The Trinity study looked at 'safe' withdrawal rates from retirement portfolios. They found it was safe to withdraw 4% of a portfolio consisting of stocks and bonds. I cannot immediately find exactly what specific investment allocations they used, but note that they found a portfolio consisting largely of stocks would allow for the withdrawal of 3% - 4% and still keep up with inflation.
In this case, if you are able to fund $30,000, the study claims it would be safe to withdraw $900 - $1200 a year (that is, pay out as scholarships) while allowing the scholarship to grow sufficiently to cover inflation, and that this should work in perpetuity.
My guess is that they invest such scholarship funds in a fairly aggressive portfolio. Most likely, they choose something along these lines: 70 - 80% stocks and 20 - 30% bonds. This is probably more risky than you'd want to take, but should give higher returns than a more conservative portfolio of perhaps 50 - 60% stocks, 40 - 50% bonds, over the long term. Just a regular, interest-bearing savings account isn't going to be enough. They almost never even keep up with inflation.

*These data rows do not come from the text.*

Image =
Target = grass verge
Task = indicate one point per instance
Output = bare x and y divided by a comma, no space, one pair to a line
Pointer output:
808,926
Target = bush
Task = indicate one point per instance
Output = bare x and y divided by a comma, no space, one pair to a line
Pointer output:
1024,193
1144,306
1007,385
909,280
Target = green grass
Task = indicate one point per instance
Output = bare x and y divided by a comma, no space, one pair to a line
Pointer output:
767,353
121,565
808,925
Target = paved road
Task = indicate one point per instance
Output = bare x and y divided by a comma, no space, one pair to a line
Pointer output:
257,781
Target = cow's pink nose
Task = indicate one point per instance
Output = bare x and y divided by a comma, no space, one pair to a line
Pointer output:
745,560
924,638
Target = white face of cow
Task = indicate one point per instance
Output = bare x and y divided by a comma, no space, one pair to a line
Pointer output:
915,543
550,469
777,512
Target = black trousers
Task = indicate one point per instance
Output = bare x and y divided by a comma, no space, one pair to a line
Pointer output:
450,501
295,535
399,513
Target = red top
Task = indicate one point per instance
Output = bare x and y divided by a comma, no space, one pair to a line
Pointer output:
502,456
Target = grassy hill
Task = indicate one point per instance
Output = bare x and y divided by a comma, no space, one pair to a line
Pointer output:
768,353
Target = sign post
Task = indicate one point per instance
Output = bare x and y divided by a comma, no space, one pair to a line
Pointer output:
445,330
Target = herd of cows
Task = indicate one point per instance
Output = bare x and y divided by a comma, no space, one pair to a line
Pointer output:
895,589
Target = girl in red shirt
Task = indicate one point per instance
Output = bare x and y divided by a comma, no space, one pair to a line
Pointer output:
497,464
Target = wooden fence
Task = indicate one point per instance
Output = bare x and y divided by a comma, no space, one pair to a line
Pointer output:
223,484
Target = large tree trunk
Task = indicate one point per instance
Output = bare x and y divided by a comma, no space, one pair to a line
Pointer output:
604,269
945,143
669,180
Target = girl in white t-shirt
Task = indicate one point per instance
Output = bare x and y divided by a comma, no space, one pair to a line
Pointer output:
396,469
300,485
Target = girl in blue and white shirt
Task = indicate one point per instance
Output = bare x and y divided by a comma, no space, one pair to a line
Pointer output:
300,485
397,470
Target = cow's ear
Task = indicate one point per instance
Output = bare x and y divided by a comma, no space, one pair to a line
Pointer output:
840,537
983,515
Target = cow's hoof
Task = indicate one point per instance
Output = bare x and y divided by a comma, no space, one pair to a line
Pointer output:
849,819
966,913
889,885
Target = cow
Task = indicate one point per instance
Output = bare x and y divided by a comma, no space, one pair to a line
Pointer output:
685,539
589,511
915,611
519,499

Yes, if the stock market or the bond market takes a hit, the investment will suffer. But over the long term, it should more than recover the lost capital. Such scholarships care far more about the very long term and can weather a few years of bad returns.
This is roughly similar to retirement planning. If you expect to be retired for, say, 10 years, you won't worry too much about pulling out your retirement funds. But it's quite possible to retire early (say, at 40) and plan for an infinite retirement. You just need a lot more money to do so. $3 million, invested appropriately, should allow you to pull out approximately $90,000 a year (adjusted upward for inflation) forever. I leave the specifics of how to come up with $3 million as an exercise for the reader. :)
As an aside, there's a Memorial and Traffic Safety Fund which (kindly and gently) solicited a $10,000 donation after my wife was killed in a motor vehicle accident. That would have provided annual donations in her name, in perpetuity. This shows you don't need $30,000 to set up a scholarship or a fund. I chose to go another way, but it was an option I seriously considered.
Edit: The Trinity study actually only looked at a 30 year withdrawal period. So long as the investment wasn't exhausted within 30 years, it was considered a success. The Trinity study has also been criticised when it comes to retirement. Nevertheless, there's some withdrawal rate at which point your investment is expected to last forever. It just may be slightly smaller than 3-4% per year.